Home > News & Commentary > The Housing Crisis May Not Be Over…

The Housing Crisis May Not Be Over…

After being propped up for the last year or so by the $8,000 new home buyer tax credit, the NAHB’s Builder Confidence level fell in October to 18, rather than an expected 20.  This compares with a level of nearly 40 at its peak towards the end of 2007, and 19 in September of this year.  A reading of 18 shows that fewer than 1 in 6 builders have a positive view on the housing market.

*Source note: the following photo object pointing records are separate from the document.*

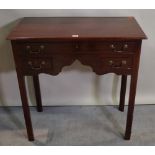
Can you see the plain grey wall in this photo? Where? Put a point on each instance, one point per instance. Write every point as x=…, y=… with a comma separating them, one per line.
x=77, y=85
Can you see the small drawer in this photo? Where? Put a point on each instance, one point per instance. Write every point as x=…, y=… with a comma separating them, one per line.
x=45, y=49
x=110, y=46
x=36, y=65
x=118, y=63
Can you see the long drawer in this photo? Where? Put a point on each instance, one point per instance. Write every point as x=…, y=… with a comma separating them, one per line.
x=75, y=47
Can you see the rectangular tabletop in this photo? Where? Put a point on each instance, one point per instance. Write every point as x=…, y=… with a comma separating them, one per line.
x=77, y=27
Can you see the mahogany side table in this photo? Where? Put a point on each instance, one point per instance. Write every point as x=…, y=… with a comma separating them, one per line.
x=106, y=44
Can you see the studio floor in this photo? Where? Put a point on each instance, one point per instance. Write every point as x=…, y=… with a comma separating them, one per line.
x=78, y=125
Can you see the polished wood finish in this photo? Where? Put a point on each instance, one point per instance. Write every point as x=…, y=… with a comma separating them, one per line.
x=106, y=44
x=22, y=87
x=85, y=27
x=122, y=93
x=37, y=93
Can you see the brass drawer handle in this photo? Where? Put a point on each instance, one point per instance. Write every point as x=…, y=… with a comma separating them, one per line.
x=76, y=46
x=124, y=48
x=111, y=62
x=41, y=48
x=124, y=62
x=36, y=67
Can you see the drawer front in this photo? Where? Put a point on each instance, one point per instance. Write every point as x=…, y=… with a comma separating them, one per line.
x=32, y=65
x=45, y=49
x=109, y=47
x=124, y=63
x=108, y=64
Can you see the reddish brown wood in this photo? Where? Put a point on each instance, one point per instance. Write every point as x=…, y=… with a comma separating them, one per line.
x=84, y=27
x=37, y=93
x=132, y=95
x=26, y=110
x=122, y=92
x=107, y=45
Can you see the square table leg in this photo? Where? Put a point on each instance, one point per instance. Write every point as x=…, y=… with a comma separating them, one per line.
x=26, y=110
x=122, y=92
x=37, y=93
x=133, y=85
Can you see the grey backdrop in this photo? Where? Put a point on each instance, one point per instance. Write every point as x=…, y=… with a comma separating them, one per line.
x=77, y=84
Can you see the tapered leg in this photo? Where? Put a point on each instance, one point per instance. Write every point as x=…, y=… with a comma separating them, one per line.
x=133, y=85
x=122, y=92
x=37, y=93
x=25, y=106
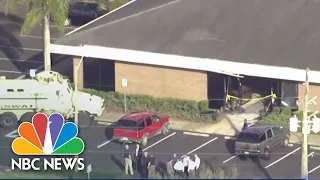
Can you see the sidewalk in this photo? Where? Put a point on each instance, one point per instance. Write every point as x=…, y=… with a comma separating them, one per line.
x=228, y=126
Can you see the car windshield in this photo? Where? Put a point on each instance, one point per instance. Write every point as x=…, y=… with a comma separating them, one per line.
x=126, y=124
x=248, y=138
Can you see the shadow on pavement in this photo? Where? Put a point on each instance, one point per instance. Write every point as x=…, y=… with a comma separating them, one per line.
x=256, y=161
x=117, y=162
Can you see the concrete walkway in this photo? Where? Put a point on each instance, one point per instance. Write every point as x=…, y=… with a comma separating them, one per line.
x=228, y=126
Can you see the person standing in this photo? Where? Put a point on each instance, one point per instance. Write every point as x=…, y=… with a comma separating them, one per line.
x=151, y=167
x=127, y=161
x=144, y=165
x=197, y=163
x=179, y=168
x=137, y=157
x=245, y=124
x=191, y=168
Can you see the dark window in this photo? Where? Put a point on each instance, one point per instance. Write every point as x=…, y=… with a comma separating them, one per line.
x=263, y=137
x=127, y=124
x=155, y=118
x=148, y=120
x=276, y=130
x=248, y=138
x=269, y=133
x=140, y=125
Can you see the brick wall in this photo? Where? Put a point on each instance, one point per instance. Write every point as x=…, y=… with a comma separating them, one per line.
x=161, y=82
x=314, y=90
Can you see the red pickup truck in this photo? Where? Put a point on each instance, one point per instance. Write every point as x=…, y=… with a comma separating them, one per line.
x=140, y=126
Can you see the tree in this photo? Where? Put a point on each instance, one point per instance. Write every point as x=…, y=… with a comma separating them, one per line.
x=42, y=10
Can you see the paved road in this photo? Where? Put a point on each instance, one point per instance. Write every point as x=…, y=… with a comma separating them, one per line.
x=19, y=53
x=214, y=150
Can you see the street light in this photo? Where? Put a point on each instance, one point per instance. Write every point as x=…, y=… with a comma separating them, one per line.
x=76, y=93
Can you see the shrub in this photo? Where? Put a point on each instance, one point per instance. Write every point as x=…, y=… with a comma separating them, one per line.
x=184, y=109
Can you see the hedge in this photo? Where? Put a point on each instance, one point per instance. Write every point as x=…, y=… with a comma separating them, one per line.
x=184, y=109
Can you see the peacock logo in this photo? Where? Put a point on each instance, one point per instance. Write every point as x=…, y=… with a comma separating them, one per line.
x=48, y=136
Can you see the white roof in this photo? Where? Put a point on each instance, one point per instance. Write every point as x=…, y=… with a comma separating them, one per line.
x=184, y=62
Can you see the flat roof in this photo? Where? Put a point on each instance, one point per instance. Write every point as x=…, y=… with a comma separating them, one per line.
x=275, y=33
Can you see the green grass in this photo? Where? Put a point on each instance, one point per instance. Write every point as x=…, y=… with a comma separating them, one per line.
x=58, y=175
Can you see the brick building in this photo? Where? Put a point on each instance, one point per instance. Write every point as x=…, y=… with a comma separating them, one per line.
x=263, y=41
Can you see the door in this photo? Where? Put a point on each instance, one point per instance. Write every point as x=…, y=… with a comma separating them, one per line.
x=148, y=126
x=270, y=139
x=156, y=123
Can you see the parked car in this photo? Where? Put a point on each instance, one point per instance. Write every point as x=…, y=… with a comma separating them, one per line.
x=261, y=140
x=83, y=12
x=140, y=126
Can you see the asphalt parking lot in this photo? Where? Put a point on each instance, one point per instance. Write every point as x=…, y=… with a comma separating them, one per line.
x=215, y=151
x=19, y=53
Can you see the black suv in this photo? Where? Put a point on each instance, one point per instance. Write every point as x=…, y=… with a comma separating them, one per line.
x=83, y=12
x=261, y=140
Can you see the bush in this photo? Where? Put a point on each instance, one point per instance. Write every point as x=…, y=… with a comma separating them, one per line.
x=184, y=109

Several things are pushing against further recovery in housing, chief among which is the expiration of the tax credit.  As it stands, buyers need to complete their transaction by December 1 of this year, and it has provided a needed boost to get people to buy homes during a time of falling prices.  Legislation to extend the credit is likely to pass in the next month, with broad support coming from Democrats in both the House and Senate, but curiously the White House is remaining mute on the subject.  This drop is confidence is probably reflective of the lack of significant progress made by the government in the last month on this issue.

Additionally, builders and homeowners alike are struggling to find financing, as the banks remain fairly choosy about the money they give out.  Only the best deals receive the money, and even then the owners are being required to provide significant levels of equity, which is stalling development.

This is bad news for the consumer, as a lot of people equate their personal net worth not by the stock market, but by the value of their home and the money they can borrow against it.  As we come up to this holiday season which will be critical for a number of retailers, the market will look for a rebound in consumer confidence to see whether we can bring this recovery off the back of the government and onto the more organic and normal growth patterns.  If consumers still feel that their house is losing value and choose to spend cautiously (personally, I feel this would be no bad thing for the fundamentals of this country), this could be a very cheerless Christmas for the market.